The case returned to public attention when, in 1975, chapters of author Truman Capote's novel Answered Prayers were set to be published in Esquire magazine's November issue. The book features thinly veiled characters based on Capote's friends in high society. Capote was an acquaintance of Ann and had become convinced that she was guilty of murder (he nicknamed her "Bang Bang"). Capote created a character based on Ann named "Ann Hopkins", who is described as a bigamist and "cold blooded murderess" who shoots her husband after the two arrive home one night from a party. Ann Hopkins also claims that she mistook her husband for a burglar when, in reality, she kills her husband because he confronted her with evidence that she had never divorced her first husband, which would force her to give him a divorce so he could remarry. Despite Capote's claims that "almost everything" in Answered Prayers was true, there is no evidence that Ann burgled the neighboring estates herself to create an excuse that a prowler was at large, then deliberately shot her husband to death in the shower and subsequently moved his body into the hallway. Nor is there any evidence of any prior marriage that would have made the Woodward union bigamous.

Upon learning of the impending publication of Answered Prayers, Ann Woodward consumed a cyanide pill on October 9, 1975. "Well, that's that", said her mother-in-law, Elsie Woodward, "she shot my son, and Truman just murdered her, and so now I suppose we don't have to worry about that anymore." However, Ann's friends said that she was already suffering from severe depression, which Capote's story exacerbated.

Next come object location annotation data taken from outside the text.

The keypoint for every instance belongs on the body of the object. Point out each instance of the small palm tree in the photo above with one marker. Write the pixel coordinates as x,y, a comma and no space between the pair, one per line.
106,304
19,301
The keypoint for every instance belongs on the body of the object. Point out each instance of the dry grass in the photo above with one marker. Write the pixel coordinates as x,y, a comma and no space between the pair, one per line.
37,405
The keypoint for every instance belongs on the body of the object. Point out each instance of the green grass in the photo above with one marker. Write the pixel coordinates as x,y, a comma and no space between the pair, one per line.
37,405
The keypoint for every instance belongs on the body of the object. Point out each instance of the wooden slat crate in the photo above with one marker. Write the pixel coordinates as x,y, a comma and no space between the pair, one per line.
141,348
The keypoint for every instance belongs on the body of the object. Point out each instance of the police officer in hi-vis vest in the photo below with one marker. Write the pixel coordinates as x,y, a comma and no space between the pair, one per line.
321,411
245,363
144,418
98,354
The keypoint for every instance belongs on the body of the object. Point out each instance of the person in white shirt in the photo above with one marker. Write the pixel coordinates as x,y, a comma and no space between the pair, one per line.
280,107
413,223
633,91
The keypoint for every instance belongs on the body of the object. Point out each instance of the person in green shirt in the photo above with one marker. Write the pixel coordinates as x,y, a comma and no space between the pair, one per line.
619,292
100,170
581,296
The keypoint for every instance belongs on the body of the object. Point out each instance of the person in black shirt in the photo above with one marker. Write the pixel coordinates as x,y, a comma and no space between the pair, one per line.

Both of the couple's children, William "Woody" III and James "Jimmy" Woodward, were asleep at the family home at the time of the shooting. Neither was awakened by the gunshot. Like their mother, gossip and speculation about their father's death followed them for the rest of their lives. Three years after Ann's suicide, Jimmy jumped to his death from a ninth-story window in 1978 at age 31. Woody also took his own life in the same manner, in 1999 at 54 years of age. Woodward, Ann, and their sons are buried in the Woodward family plot in Woodlawn Cemetery in the Bronx.

==In popular culture==
Truman Capote's novel Answered Prayers features a character based on Woodward's wife Ann and includes a fictionalized account of Woodward's death. Dominick Dunne's 1985 novel The Two Mrs. Grenvilles is also a fictionalized account of the shooting which was made into a television miniseries in 1987. The case was detailed in the 1992 non-fiction book This Crazy Thing Called Love by Susan Braudy, which argues through detailed research for Ann Woodward’s innocence and that Capote’s story was entirely invented. The series A Crime to Remember on Investigation Discovery featured the story of Ann and Billy Woodward in an episode named "Who Killed Mr. Woodward", which first aired on December 17, 2013. The case was made into an episode of Dominick Dunne's Power, Privilege, and Justice.

Ian Fleming, the author of James Bond books, dedicated Diamonds Are Forever to Woodward after he took the author to Saratoga Race Course, which became a plot line in the book.